Metoda Dobrego Startu – Marty Bogdanowicz
MDS przeznaczona jest dla dzieci od 2 do 10 lat. Ma zastosowanie w profilaktyce niepowodzeń szkolnych, diagnozowaniu ich przyczyn, korekcji zaburzeń i w edukacji. Metoda służy przygotowaniu dzieci w wieku przedszkolnym do nauki czytania i pisania. Służy także uczeniu liter i cyfr w pierwszej klasie. Dotyczy to zarówno dzieci o prawidłowym rozwoju, jak i dzieci z różnymi niepełnosprawnościami. Dzieci mają uczyć się łatwych wzorów, wzorów literopodobnych, liter i znaków, matematycznych.

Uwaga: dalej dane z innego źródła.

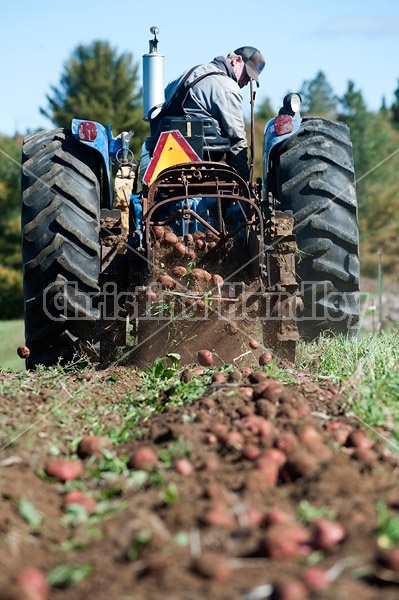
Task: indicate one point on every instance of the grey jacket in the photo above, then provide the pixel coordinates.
(220, 98)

W MDS występują 3 elementy:
element motoryczny to ćwiczenia ruchowe, ruchowo-słuchowe, a także ruchowo-słuchowo-wzrokowe czyli ruchy zharmonizowane z rytmem piosenki, wykonywanie podczas reprodukowania znaków graficznych;
element słuchowy to piosenki, wierszyki, zdania, wyrazy;
element wzrokowy to znaki graficzne (łatwe wzory, wzory literopodobne, litery i znaki matematyczne).